Sábado, 16 de Dezembro de 2017
ISSN 1519-7670 - Ano 19 - nº970

PRIMEIRAS EDIçõES > CDs NUMERADOS

Júlio Medaglia

Por lgarcia em 31/07/2002 na edição 183

CDs NUMERADOS

“Numeração de CDs ou outras coisas?”, copyright Folha de S. Paulo, 28/7/02

“Já vai longe o tempo em que a comunidade da MPB agia integrada, revelava inteligência crítica e provocava a movimentação cultural, social e até política. Recentemente, porém, viu-se a classe unir-se, com acirradas polêmicas, e fazer ser aprovada uma lei pelo Congresso Nacional.

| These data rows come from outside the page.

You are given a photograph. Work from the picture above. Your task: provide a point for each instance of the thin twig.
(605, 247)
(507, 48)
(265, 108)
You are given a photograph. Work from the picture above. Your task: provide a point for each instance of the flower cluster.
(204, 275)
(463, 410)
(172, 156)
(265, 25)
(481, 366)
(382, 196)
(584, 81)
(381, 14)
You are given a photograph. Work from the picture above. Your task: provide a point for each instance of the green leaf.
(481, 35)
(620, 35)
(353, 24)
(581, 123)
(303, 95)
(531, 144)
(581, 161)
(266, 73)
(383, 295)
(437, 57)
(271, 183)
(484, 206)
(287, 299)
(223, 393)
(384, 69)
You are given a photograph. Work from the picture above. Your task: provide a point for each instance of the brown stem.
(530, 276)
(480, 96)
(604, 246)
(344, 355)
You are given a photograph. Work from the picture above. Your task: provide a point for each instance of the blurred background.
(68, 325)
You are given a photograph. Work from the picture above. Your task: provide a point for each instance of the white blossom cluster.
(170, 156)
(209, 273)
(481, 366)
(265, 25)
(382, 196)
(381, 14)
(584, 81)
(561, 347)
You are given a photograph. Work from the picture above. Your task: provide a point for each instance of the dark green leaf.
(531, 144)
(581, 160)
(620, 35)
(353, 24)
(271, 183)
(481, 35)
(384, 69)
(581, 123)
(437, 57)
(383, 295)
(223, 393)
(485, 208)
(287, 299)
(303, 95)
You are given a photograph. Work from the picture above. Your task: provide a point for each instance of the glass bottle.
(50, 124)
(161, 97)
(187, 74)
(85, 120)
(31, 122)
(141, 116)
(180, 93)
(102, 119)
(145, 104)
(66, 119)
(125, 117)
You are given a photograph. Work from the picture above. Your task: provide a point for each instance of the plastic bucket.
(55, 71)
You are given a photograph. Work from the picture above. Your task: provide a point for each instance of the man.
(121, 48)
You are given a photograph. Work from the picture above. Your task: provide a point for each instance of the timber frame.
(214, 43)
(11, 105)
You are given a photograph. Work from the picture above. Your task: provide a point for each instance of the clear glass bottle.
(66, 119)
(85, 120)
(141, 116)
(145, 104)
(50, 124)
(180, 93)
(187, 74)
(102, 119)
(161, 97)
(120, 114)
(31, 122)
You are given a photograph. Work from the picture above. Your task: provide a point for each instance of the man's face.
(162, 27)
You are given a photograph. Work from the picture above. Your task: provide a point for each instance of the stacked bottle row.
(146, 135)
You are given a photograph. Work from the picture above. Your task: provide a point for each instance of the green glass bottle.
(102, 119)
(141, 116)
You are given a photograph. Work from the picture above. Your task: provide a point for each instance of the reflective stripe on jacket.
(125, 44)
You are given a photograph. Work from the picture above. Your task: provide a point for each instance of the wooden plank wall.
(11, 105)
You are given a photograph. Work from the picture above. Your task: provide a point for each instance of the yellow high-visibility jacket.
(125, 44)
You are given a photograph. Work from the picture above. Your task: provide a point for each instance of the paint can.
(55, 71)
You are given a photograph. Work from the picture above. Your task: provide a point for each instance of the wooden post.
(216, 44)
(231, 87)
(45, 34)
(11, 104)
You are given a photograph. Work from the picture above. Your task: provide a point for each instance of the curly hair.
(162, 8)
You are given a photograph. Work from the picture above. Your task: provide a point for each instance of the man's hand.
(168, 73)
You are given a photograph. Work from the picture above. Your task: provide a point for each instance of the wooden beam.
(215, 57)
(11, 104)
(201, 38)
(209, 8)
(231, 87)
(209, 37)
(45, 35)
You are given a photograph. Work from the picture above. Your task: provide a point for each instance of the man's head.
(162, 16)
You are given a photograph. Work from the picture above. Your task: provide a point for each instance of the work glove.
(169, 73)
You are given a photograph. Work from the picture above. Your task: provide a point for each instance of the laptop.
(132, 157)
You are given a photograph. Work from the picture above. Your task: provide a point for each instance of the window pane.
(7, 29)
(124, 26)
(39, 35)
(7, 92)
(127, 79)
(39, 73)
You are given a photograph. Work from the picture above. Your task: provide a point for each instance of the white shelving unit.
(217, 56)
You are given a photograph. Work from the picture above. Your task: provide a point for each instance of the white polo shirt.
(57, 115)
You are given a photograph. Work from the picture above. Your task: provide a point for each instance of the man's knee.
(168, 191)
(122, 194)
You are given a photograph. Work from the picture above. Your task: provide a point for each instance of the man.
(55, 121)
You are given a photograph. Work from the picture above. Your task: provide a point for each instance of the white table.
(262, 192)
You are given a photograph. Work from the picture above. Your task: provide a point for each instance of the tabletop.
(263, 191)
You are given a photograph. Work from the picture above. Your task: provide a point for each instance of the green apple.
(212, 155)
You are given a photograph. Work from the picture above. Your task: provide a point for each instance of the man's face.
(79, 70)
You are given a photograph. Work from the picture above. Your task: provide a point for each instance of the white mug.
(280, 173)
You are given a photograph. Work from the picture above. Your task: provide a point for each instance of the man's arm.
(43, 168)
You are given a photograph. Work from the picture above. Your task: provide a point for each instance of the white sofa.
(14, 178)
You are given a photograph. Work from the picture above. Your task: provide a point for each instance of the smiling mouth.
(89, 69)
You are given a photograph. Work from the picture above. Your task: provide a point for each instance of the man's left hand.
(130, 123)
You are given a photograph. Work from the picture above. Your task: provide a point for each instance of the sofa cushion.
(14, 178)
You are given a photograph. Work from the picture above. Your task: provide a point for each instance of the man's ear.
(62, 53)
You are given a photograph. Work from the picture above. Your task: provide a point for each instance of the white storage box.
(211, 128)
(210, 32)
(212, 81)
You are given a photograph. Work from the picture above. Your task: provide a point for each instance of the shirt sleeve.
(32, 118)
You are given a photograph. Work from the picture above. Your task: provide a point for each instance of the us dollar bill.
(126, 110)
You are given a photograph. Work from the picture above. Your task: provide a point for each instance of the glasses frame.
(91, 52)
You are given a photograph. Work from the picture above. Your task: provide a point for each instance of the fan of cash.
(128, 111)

Não, não se trata de uma lei que edifica as bases para a música do novo milênio ou que contribuirá para a melhoria do repertório recente veiculado pela indústria da comunicação eletrônica, caracterizado por uma tortuosa década de pseudopagode (todo ele junto não valendo uma pausa de uma música de Cartola) ou de falsa ?música caipira? (na realidade, um melodoloroso bolerão brega, feito sob medida para bordéis de cais de porto).

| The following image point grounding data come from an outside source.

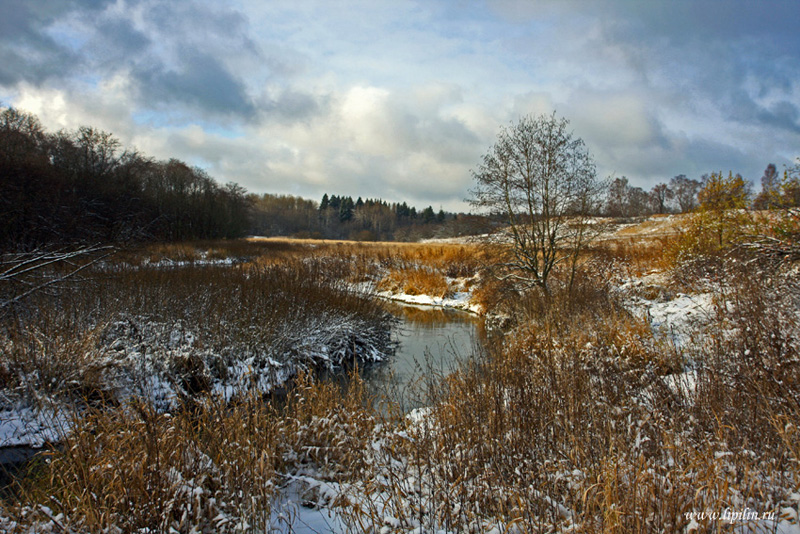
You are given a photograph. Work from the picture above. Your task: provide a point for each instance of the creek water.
(430, 344)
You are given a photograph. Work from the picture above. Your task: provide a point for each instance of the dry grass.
(415, 281)
(212, 467)
(577, 418)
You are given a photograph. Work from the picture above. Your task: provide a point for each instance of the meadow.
(607, 405)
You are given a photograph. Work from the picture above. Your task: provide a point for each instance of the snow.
(459, 301)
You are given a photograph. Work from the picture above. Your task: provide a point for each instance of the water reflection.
(431, 343)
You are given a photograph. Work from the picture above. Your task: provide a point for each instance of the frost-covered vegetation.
(658, 381)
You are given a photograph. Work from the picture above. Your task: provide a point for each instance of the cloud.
(399, 99)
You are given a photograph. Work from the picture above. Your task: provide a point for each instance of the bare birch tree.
(543, 182)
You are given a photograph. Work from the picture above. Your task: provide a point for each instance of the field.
(658, 392)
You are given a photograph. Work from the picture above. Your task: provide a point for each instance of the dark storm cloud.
(201, 81)
(27, 52)
(292, 105)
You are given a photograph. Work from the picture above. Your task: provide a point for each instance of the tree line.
(82, 186)
(683, 195)
(341, 217)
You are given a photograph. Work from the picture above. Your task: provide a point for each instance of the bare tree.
(25, 273)
(661, 195)
(542, 181)
(685, 190)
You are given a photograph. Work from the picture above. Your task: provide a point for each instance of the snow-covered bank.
(458, 301)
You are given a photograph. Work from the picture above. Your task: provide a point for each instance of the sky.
(400, 99)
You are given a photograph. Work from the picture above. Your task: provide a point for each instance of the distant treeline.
(82, 186)
(341, 217)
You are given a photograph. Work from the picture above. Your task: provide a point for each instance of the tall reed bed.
(583, 420)
(212, 466)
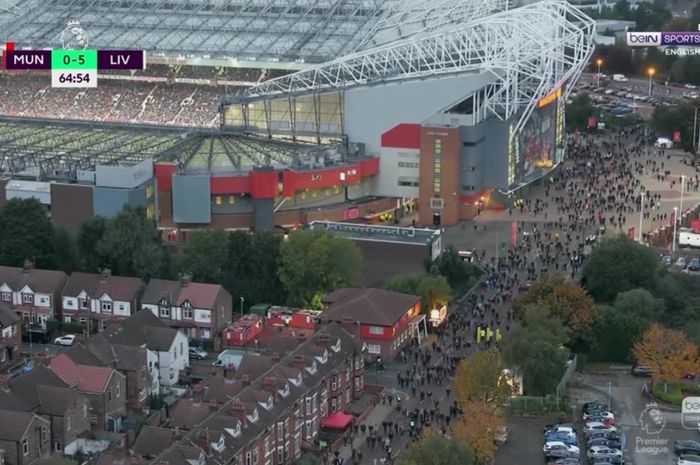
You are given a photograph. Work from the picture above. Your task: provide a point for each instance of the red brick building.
(388, 320)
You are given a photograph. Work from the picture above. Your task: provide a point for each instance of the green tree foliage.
(205, 255)
(89, 235)
(617, 265)
(436, 449)
(313, 263)
(65, 251)
(131, 245)
(26, 232)
(536, 348)
(616, 331)
(460, 275)
(641, 303)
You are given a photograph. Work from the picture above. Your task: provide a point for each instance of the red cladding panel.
(369, 167)
(402, 136)
(164, 175)
(263, 184)
(230, 184)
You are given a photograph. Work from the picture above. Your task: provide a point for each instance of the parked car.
(597, 426)
(66, 340)
(641, 370)
(689, 459)
(603, 451)
(686, 446)
(197, 354)
(694, 264)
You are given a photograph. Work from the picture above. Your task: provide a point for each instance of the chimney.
(238, 411)
(230, 373)
(42, 358)
(270, 385)
(28, 265)
(299, 362)
(198, 394)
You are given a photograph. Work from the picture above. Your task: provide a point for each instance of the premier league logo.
(74, 37)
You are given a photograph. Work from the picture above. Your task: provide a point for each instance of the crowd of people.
(161, 101)
(591, 191)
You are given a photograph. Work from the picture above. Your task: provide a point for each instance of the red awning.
(338, 420)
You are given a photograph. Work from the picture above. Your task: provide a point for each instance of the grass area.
(675, 392)
(358, 406)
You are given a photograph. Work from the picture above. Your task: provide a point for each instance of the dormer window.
(253, 417)
(268, 404)
(284, 392)
(313, 368)
(323, 358)
(187, 309)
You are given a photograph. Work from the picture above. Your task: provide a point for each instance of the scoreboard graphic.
(73, 68)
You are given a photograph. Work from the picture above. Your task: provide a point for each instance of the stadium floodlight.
(531, 51)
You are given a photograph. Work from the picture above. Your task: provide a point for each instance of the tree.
(478, 428)
(641, 303)
(205, 255)
(616, 332)
(564, 300)
(89, 236)
(536, 347)
(26, 232)
(617, 265)
(668, 353)
(131, 245)
(480, 378)
(313, 263)
(436, 449)
(65, 252)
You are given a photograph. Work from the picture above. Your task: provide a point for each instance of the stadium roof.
(57, 150)
(301, 31)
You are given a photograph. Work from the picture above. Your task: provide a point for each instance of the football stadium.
(264, 113)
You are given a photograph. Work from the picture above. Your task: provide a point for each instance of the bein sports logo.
(643, 39)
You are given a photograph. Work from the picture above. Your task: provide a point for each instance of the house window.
(376, 330)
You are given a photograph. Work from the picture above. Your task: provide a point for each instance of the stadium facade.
(448, 105)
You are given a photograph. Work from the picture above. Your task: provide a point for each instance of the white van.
(663, 143)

A nova lei obriga as gravadoras a colocarem um número sequencial nos CDs, os quais serão rubricados, um a um, pelo artista. Segundo os líderes da polêmica e a deputada -no texto de justificativa da lei-, uma verdadeira ?rotina de fraudes? se dá no setor. Com a nova lei, as gravadoras não poderão mais ?mentir? aos artistas quanto ao número de CDs efetivamente comercializados.

Ora, se esses artistas trabalhassem com empresas de fundo de quintal, onde o dono faz tudo e depois liga e informa o que ?conseguiu vender?, poder-se-ia imaginar manipulação de dados. Mas as figuras que vimos nos debates são artistas sob contrato com gigantescas multinacionais do disco, distribuídas pelo mundo; empresas sem cara, sem dono, com centenas de funcionários anônimos divididos em departamentos, que compram matéria prima, forjam produtos, comercializam, distribuem, pagam salários e impostos, remetem lucros ao exterior, muito bem taxados e controlados pelo fisco etc.

Pergunta-se como se daria, na prática, a camuflagem de números nesse conglomerado empresarial? Além do mais, os diretores das ?multis? aqui no Patropi assinam um compromisso de idoneidade com a matriz ao assumirem seus cargos e também só fazem aquilo que a presidência determina através de cartilhas que recebem anualmente. Se fossem mentir para o artista, portanto, isso aconteceria por ordem lá de cima.

Como, naqueles países, o direito autoral é mais sagrado que a própria Virgem Maria, não passa pela cabeça de ninguém, nem como piada de mau gosto, imaginar um ?big boss? em Nova York arquitetando como camuflar o número de CDs vendidos do Zequinha das Candongas. Além do mais, essas megaempresas ou holdings que representam, algumas delas, meia dúzia de selos por aqui, são obrigadas a passar por auditorias externas rigorosas, feitas por companhias especializadas, que detectam os mínimos deslizes, erros ou fraudes.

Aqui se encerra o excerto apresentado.